2) Create a FBO and attach both textures as COLOR_ATTACHMENT0 and COLOR_ATTACHMENT1. Set the draw buffer to COLOR_ATTACHMENT1 and the read buffer to COLOR_ATTACHMENT0. Blit it!

Both methods run entirely on the GPU. You'd have to test which one performs better but if you only copy a single texture per frame it's probably negligible anyway.

Having actually never really used PBOs before, I will say that you probably can achieve something similar with PBOs too.

mobeen
04-19-2013, 02:17 AM
Search for existing or similar threads on the forum for e.g. a simple search on opengl forums returned this
http://www.opengl.org/discussion_boards/showthread.php/165754-How-to-copy-data-from-one-texture-to-another

Google search gave me these
http://www.gamedev.net/topic/398917-duplicate-texture/
which suggests using FBO instead of glGetTexImage as the latter downloads pixel data from VRAM to system memory whereas the FBO method copies data within VRAM using glCopyTexSubImage2D.

This thread http://forums.tigsource.com/index.php?topic=3160.0 suggests using pixel buffer object with gl[Copy]TexSubImage2D function.

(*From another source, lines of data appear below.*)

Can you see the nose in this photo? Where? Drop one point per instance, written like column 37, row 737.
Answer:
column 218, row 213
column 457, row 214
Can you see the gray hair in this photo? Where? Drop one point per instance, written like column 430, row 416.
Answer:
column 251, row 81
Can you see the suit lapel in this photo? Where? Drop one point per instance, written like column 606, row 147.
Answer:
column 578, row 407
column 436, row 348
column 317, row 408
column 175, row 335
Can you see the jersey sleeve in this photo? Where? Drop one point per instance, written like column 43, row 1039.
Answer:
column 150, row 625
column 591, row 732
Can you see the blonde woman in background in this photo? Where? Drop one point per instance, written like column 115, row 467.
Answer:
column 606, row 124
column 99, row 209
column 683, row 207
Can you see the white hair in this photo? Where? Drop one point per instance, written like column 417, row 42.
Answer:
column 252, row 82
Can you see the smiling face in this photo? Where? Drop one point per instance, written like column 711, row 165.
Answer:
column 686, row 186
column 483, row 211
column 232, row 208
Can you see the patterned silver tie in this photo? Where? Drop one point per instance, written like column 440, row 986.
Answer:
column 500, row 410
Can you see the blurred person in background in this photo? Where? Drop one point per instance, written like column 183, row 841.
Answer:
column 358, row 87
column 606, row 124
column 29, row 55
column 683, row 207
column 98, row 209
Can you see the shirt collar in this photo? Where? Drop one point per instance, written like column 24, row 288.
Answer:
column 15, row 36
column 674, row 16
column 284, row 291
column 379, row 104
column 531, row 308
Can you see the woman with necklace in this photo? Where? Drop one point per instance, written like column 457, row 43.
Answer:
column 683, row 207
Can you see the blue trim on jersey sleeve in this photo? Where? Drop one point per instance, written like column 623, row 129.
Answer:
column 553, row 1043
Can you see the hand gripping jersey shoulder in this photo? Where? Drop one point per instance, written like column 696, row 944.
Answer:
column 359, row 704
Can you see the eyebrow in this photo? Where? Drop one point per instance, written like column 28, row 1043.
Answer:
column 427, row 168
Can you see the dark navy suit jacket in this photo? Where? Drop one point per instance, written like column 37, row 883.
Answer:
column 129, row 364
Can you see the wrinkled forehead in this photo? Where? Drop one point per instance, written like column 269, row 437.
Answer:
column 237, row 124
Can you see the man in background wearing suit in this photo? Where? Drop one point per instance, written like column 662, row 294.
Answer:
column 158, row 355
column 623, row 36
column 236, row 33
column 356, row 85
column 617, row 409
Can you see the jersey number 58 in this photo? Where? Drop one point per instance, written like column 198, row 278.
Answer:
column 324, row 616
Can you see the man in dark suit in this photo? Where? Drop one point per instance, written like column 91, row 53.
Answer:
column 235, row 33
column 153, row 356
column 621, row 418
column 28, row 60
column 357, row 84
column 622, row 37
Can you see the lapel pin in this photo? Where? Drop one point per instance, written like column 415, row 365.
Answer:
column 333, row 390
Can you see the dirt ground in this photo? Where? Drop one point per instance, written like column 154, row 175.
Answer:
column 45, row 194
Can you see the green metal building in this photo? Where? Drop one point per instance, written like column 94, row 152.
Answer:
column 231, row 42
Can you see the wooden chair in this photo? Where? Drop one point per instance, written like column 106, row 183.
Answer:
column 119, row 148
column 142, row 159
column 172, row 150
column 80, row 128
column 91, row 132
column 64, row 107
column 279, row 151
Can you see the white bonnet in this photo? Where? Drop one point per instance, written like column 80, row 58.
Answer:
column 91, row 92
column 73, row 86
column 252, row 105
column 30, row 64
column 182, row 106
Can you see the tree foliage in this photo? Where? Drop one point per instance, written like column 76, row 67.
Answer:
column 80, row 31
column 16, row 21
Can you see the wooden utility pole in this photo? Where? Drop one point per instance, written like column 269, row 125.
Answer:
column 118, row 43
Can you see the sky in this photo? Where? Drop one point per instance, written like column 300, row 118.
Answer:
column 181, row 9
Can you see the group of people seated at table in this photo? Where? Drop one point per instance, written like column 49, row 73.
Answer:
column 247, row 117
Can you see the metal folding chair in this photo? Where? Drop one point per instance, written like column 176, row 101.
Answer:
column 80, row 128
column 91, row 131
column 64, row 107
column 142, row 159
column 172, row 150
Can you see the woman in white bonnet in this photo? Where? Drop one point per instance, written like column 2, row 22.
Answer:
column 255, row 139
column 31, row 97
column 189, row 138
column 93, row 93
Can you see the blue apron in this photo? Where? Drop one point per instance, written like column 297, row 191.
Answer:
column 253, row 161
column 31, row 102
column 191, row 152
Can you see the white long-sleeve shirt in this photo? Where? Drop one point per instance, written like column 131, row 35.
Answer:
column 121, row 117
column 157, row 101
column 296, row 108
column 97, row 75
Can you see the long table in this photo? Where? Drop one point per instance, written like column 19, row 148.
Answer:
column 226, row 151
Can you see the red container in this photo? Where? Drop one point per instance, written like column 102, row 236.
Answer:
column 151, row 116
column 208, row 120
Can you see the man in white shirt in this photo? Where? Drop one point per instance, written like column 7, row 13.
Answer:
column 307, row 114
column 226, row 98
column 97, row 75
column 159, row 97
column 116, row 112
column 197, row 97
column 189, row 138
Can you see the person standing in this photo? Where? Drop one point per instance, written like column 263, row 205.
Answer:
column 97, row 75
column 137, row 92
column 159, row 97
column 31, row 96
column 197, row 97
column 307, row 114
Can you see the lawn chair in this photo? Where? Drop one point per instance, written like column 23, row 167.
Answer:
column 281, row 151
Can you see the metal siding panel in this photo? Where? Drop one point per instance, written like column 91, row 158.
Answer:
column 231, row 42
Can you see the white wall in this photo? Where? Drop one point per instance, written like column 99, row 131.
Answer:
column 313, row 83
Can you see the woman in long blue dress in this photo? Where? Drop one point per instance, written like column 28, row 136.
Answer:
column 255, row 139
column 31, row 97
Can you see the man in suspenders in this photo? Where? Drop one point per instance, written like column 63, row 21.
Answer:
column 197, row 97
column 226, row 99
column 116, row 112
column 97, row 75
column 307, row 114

PS: Double posting is not allowed here
EDIT: Oops thokra posted just in time with similar answer, follow his reply first.

thokra
04-19-2013, 02:19 AM
PS: Double posting is not allowed here

+1. Please read the forum posting guidelines! Don't cross-post (i.e. posting the same topic in different sub-forums)! Could a mod please delete the corresponding topic in advanced?

rtrobin
04-19-2013, 02:30 AM
Thanks!! I am sorry for my cross-post. I am looking for the "delete" button for my another post. How can I delete my post?...

thokra
04-19-2013, 02:41 AM
Edit Post -> Delete - You can use "Cross-Posting" as reason for deletion.

randall
04-19-2013, 02:49 AM
In OpenGL 4.3 you have glCopyImageSubData.

rtrobin
04-19-2013, 04:00 AM
Edit Post -> Delete - You can use "Cross-Posting" as reason for deletion.
Sorry that I seems super-numbed today, maybe because my lack of sleep recently... I find I could "Edit Post -> Delete" my last post in that thread, but I couldn' t delete whole thread. Does anybody have supervisor identity to delete my post?
1013

aqnuep
04-19-2013, 07:41 AM
There are a couple of options (in order of preference):

1. Use ARB_copy_image to copy between the textures. The images must be format compatible or should have identical internal formats. Also, you might need GL 4.3 to have this extension available.
2. Use NV_copy_image to copy between the textures. This extension is widely supported for a while. The images must have identical internal formats.
3. Use glBlitFrameBuffer. Attach the source texture to one FBO, bind the FBO as READ_FRAMEBUFFER, attach the destination texture to another FBO, bind the FBO as DRAW_FRAMEBUFFER, call glBlitFramebuffer, done. With this approach you can also stretch the texture and you also don't need identical internal formats, though it might be somewhat slower.
4. If no other option available, use a PBO and use GetTexImage then TexSubImage. It's still a 2-step copy, but it's faster than if you would transfer to client memory, as PBOs could be in fast GPU memory.